1 SMF430122 MOER (M10)
2 SMF450406 PAKKINGVEER (10)
3 SMS450036 PAKKING(10)
4 SMD317862 DYNAMO SET
5 SMD323966 GENERATORBEUGELEENHEID
6 SMF140233 FLENSBOUT (M8б+40)
7 MD335229 BOUT
8 MD619284 GELIJKRICHTER
9 MD619552 VERSNELLING
10 MD619558 BOUT
11 MD724003 ISOLATOR
12 MD747314 PLAAT – VERBINDING
De functies van een autogenerator zijn als volgt:
1. Wanneer de motor normaal draait, voorzie dan alle elektrische apparatuur, behalve de startmotor, van stroom en laad tegelijkertijd de accu op. De generator is de belangrijkste stroomvoorziening van het voertuig.
2. De autogenerator bestaat uit een rotor, stator, gelijkrichter en einddeksel, die onderverdeeld kunnen worden in een DC-generator en een AC-generator.
Hieronder staan de voorzorgsmaatregelen voor het gebruik van een autogenerator:
1. Verwijder altijd vuil en stof van het oppervlak van de generator en zorg ervoor dat deze schoon en goed geventileerd is.
2. Controleer regelmatig de bevestiging van alle bevestigingsmiddelen die betrekking hebben op de generator en draai alle schroeven op tijd vast.
3. Indien de generator geen elektriciteit meer opwekt, dient deze tijdig te worden uitgeschakeld.
De belangrijkste functie van de stator en rotor van de dynamo van een auto is het genereren van elektromotorische kracht aan beide uiteinden van de geleider. De statorspoel heeft als functie het genereren van driefasenwisselstroom, en de rotorspoel wordt gebruikt om een roterend magnetisch veld op te wekken.

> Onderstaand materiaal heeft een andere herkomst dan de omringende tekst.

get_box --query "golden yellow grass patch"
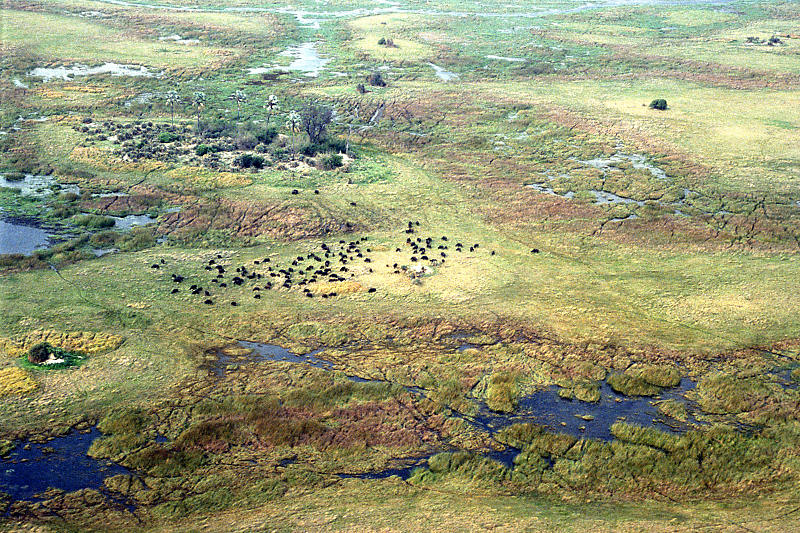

1. De generator werkt niet volgens de gespecificeerde technische omstandigheden, zoals een te hoge statorspanning en een toenemend ijzerverlies. Als de belastingsstroom te groot is, neemt het koperverlies van de statorwikkeling toe. De frequentie is te laag, waardoor de snelheid van de koelventilator afneemt en de warmteafvoer van de generator wordt beïnvloed. De vermogensfactor is te laag, waardoor de excitatiestroom van de rotor toeneemt en de rotor opwarmt. Controleer of de indicatie van het bewakingsinstrument normaal is.
2. De driefasenbelastingsstroom van de generator is onevenwichtig en de overbelaste eenfasewikkeling raakt oververhit. Als het verschil in driefasenstroom meer dan 10% van de nominale stroom bedraagt, is er sprake van een ernstige onbalans in de fasestroom. De onbalans in de driefasenstroom zal een negatief magnetisch veld produceren, het verlies verhogen en de poolwikkeling, de ferrule en andere onderdelen verhitten. De driefasenbelasting moet zo worden ingesteld dat de stroom van elke fase gelijk is aan de fase.

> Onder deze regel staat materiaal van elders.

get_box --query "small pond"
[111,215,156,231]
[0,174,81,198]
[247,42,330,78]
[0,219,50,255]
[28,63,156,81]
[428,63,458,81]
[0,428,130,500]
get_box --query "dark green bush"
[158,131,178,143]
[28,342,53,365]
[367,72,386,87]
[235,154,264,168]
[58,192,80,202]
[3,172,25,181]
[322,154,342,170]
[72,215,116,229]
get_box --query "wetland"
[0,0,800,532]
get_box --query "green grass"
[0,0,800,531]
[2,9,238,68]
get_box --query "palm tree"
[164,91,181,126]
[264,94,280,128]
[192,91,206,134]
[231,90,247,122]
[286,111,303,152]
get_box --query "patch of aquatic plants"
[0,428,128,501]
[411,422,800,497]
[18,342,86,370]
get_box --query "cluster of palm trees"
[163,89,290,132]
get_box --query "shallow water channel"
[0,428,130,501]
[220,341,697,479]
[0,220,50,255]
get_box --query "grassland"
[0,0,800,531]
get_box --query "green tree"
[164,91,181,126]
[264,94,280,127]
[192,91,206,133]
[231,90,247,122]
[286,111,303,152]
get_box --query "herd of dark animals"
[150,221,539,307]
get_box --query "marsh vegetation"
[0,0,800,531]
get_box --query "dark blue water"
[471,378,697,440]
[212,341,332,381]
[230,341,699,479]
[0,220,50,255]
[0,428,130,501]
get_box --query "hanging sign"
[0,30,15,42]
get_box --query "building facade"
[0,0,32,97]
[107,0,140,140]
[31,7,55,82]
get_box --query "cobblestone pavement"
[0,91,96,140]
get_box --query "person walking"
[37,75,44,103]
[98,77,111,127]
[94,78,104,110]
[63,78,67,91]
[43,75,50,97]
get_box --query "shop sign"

3. Het luchtkanaal is verstopt met stof en de ventilatie is slecht, waardoor de generator de warmte moeilijk kan afvoeren. Stof en olieresten in het luchtkanaal moeten worden verwijderd om het luchtkanaal vrij te maken.
4. De luchtinlaattemperatuur of de waterinlaattemperatuur is te hoog en de koeler is geblokkeerd. De inlaatlucht- of watertemperatuur moet worden verlaagd en de blokkade in de koeler moet worden verwijderd. Voordat de storing wordt verholpen, moet de generatorbelasting worden beperkt om de generatortemperatuur te verlagen.